Лет через шестьдесят после этого, когда мне было 22 года, мы с отцом приехали в Москву. Отец повел меня к своему дяде Льву Борисовичу, жившему в Просвирном переулке. Открыл Лев Борисович дверь, увидел меня и как-то странно на меня посмотрел. Когда я вошел, он меня обнял и сказал со слезами на глазах: «До чего ж ты похож на Копеля». Рассказали об этом бабушке, но она умиляться не стала, а, взглянув на меня, сказала: «Еще бы, он же был тоже сумасшедший»[1].

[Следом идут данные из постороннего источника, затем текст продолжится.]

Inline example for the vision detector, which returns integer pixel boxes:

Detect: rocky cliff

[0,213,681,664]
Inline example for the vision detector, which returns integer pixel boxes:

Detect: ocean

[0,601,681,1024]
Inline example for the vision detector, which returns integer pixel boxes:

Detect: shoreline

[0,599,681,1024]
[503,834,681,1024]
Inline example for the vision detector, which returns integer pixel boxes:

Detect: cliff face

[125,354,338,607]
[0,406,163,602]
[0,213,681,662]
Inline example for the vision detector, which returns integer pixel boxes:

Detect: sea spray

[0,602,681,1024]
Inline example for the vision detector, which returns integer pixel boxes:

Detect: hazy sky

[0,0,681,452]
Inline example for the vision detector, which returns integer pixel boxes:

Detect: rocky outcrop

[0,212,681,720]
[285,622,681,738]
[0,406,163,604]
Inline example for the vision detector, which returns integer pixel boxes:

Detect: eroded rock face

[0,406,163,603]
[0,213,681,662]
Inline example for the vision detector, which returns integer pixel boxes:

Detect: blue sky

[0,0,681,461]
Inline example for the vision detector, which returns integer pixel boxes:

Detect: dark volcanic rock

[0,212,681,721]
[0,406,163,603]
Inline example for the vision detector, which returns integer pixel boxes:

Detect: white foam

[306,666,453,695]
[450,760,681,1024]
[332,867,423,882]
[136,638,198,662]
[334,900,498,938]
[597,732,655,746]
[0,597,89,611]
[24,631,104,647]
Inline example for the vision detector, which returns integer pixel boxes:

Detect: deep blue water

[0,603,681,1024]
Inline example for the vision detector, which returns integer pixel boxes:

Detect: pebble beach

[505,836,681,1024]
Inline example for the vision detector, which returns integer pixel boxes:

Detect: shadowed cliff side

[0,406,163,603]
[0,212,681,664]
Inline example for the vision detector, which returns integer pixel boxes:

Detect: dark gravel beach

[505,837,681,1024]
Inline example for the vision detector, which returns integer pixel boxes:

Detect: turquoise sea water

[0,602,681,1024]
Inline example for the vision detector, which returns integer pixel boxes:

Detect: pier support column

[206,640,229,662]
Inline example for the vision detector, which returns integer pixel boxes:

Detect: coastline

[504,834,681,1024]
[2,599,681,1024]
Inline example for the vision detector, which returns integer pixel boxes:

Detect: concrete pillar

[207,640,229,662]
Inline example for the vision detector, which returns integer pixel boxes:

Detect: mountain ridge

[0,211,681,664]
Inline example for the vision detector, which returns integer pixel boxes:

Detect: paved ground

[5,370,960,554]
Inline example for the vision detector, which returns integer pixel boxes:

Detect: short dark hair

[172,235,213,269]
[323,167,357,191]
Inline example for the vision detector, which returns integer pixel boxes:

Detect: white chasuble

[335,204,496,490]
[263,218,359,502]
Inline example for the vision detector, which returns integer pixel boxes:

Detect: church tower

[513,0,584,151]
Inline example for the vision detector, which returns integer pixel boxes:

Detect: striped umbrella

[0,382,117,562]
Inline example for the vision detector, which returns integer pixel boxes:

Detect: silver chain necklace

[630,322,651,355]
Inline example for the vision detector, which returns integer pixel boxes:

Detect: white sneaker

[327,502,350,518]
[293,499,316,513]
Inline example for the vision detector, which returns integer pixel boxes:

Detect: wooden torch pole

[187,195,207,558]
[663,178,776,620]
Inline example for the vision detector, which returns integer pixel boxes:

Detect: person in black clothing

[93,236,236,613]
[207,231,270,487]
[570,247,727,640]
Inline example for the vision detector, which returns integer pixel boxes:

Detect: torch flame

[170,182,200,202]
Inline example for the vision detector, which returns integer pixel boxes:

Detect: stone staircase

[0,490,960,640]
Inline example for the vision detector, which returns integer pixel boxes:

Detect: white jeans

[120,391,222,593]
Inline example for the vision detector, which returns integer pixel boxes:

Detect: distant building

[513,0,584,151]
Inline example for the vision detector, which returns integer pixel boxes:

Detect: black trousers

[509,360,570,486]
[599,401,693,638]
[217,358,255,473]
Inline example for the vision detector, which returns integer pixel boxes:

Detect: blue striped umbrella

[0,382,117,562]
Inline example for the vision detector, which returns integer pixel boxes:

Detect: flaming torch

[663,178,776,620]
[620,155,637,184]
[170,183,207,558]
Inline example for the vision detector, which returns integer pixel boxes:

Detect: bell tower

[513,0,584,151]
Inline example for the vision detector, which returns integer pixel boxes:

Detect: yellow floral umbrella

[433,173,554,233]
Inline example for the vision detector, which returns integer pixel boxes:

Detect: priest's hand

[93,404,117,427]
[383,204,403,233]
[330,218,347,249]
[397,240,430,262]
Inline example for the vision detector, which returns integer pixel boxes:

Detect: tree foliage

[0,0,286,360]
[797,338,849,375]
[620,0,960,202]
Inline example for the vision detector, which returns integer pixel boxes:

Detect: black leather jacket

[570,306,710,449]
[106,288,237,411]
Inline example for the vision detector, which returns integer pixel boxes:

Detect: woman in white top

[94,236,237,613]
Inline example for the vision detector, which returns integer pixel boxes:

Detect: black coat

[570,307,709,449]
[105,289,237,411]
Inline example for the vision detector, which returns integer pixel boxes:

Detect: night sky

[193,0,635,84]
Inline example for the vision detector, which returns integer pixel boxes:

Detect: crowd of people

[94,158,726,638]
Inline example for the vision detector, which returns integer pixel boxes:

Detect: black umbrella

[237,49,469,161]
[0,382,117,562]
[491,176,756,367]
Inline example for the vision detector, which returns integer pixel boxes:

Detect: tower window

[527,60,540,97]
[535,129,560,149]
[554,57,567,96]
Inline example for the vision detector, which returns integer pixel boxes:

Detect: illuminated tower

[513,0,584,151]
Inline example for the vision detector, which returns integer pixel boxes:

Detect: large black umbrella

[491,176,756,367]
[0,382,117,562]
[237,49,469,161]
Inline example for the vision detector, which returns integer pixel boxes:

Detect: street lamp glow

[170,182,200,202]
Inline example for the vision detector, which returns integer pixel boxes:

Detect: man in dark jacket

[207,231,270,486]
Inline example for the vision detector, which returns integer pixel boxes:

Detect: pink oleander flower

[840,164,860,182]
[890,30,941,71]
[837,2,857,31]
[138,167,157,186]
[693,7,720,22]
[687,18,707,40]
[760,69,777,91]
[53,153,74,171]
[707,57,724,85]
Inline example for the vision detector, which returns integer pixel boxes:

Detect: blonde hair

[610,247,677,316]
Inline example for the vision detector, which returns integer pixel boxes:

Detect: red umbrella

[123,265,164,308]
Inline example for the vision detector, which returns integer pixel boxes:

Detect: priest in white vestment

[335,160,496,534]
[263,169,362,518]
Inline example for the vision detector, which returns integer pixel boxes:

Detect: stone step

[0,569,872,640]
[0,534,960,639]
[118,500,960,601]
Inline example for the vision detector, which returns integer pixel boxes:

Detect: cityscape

Но бабушка сама резко отличалась от всех своих родственников: от своего отца она унаследовала одухотворенность, пытливость, любовь к чтению. Только читала она не Талмуд, а Канта, и увлекалась не цадиками, а Львом Николаевичем Толстым. От матери ей достались энергия, практическая сметка, живой, быстрый ум. И уж не знаю, от кого, — золотое сердце, умение растворяться в другом, совершенно забывая о себе, каким обладают, кажется, только женщины. В то же время была она вспыльчива, резка на язык, но и трогательно нежна. Звали ее Лия, в детстве — Лиечка, а впоследствии носила она русифицированное имя Леонида Михайловна.
Лиечка получила образование в пансионе, в имении тех же графов Чернышевых-Кругликовых. Учила ее мадам Сомова, женщина хорошего дворянского рода, посвятившая себя просвещению народа. И вот, растет девочка. И проводит целые дни в огромной библиотеке графского дома. Читает, читает без разбора все, что попадет под руку. Шли уже семидесятые годы. И сюда, в Чечерск, доносились отзвуки того движения, которое было в столицах. Сюда его принесли семинаристы, сыновья священника Лепешинского. С ними Лиечка дружила, и от них она узнавала о народниках, о Чернышевском и Добролюбове, у них она получала книги Белинского. Здесь пристрастилась к философии. Многое ей нравилось, но не могло наполнить сердце. Не в пример поповичу Лепешинскому, она не стала ни атеисткой, ни материалисткой. С детства любила молиться, находила сладость в молитве и, что удивительно в девушке, изучила древнееврейский язык. Споря с Лепешинскими, она стала интересоваться философией и не испугалась даже Канта; внимательно прочла «Критику чистого разума». Уже позже, в 80-е годы когда она была замужем, ее покорил яснополянский граф, страстной почитательницей которого она осталась на всю жизнь и преклонение перед которым она передала и мне.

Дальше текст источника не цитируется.